As the largest steel manufacturing city in Canada and home of the two Steel giants; Stelco and Dofasco where 60% of all the steel in Canada is produced. It is the steel and metals manufacturing Capital of Canada. In the last decade, Hamilton's heavy industry reached a stable level, Stelco has returned to profitability and on August 26, 2007, United States Steel Corporation acquired Stelco for $38.50 (Canadian) in cash per share, owning more than 76 percent of Stelco's outstanding shares. Dofasco in 1999 was the most profitable steel producer in North America and in 2000 it was the most profitable in Canada. It currently has approximately 7,300 employees at its Hamilton plant and produces over four million tons of steel annually, representing about 30% of Canada's flat rolled sheet steel shipments. Dofasco was purchased by Arcelor Mittal in January 2006, and in addition to being one of North America's most profitable steel companies, Dofasco has been named to the Dow Jones Sustainability World Index seven years in a row. Dofasco's wide range of steel products is sold to customers in the automotive, construction, energy, manufacturing, pipe and tube, appliance, packaging and steel distribution industries.

National Steel Car, North America's leader in freight and passenger train cars and equipment is based in Hamilton. They have been building rail transportation products since 1912. National Steel Car won a contract in January 2007 for 1,200 custom-made railcars for TransLoad America, a New Jersey–based waste transport firm.

Columbian Chemicals Ltd. on 755 Parkdale Avenue North, are manufacturers of carbon black - an agent used to reinforce and extend the life of products made with rubber, giving it durability and strength.
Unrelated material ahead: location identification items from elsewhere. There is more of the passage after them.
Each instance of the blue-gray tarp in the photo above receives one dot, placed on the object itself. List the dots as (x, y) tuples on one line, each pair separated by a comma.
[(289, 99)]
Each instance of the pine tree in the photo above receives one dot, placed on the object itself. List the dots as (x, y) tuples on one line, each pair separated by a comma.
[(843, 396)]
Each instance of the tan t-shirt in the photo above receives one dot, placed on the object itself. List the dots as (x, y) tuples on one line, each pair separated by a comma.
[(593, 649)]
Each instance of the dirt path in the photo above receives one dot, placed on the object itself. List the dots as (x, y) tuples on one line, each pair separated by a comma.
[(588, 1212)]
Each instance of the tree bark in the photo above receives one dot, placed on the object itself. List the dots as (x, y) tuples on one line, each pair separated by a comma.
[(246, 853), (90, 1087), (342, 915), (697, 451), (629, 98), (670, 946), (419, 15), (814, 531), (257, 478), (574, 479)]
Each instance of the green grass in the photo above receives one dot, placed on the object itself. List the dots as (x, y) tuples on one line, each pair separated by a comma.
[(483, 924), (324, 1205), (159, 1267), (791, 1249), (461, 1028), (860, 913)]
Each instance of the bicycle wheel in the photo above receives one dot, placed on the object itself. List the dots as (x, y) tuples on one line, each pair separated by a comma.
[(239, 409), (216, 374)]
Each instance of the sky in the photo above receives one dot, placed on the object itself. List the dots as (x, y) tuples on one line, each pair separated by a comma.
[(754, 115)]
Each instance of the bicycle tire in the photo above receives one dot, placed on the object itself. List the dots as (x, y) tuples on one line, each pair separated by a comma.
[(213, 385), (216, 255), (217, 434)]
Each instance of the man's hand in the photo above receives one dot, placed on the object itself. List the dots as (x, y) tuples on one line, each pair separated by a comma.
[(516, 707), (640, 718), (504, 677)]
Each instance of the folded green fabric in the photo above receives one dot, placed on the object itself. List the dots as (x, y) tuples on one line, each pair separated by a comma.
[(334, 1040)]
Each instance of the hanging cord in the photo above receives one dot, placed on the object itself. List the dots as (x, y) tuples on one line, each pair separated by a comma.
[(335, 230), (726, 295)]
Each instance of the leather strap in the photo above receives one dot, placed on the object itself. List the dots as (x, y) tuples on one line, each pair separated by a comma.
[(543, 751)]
This includes tires and hoses and plastics such as wire and cable coverings. Carbon black is also used in inks and coatings like copier and computer printer cartridges and paints. The Hamilton plant was built in 1961 and in 2007 employed 100 people.

==Landmarks==
Note: Listing of Landmarks from West to East.
- Hamilton Waterfront Trail
- Bayfront Park/ Pier 4 Park
- Hamilton Harbour Commissioners Building
- Eastwood Park/ Eastwood Arena
- Hamilton Port Authority, Administration Office
- Lakeport Brewing Company
- BUNGE Processing plant (Canada's largest canola processor)
- Liquid Air Ltd.
- Otis Elevator Buildings (2), site of Otis Elevator Company, (1902–1987) and Studebaker of Canada, (1948–1966) Currently used as a warehouse by Stelco and various other North End industries.
- Stelco (steel company)
- Dofasco (steel company)
- National Steel Car (builders of railway cars)
- Canada Pipe Company Ltd.
- Proscor (scrap & waste management)
- Columbian Chemicals Canada Ltd.
- Parkdale Warehouse & Distribution
- Lakeshore Sand Company
- Orlick Industries Ltd. (headquarters)
- Museum of Steam & Technology

==Communities==
Note: List of neighbourhoods from North to South.
- North End - Everything north of the Canadian National Railway tracks
- Parkview West

==Former Unique Road Status==
Two way two lane collector route from Bay Street to Wellington Street; a four lane arterial route from Wellington Street to McKinstry Street. A two lane one-way arterial street from Sherman Avenue to Ottawa Street. Prior to the renaming of the upper level of the road, From just west of Ottawa Street on to the QEW, the upper level of the road has been renamed to Nikola Tesla Boulevard, an expressway above Burlington Street (with speed limit of 60 km/h as you approach the Nikola Tesla Boulevard/QEW terminus) and the lower level an arterial road with a speed limit of 50 km/h.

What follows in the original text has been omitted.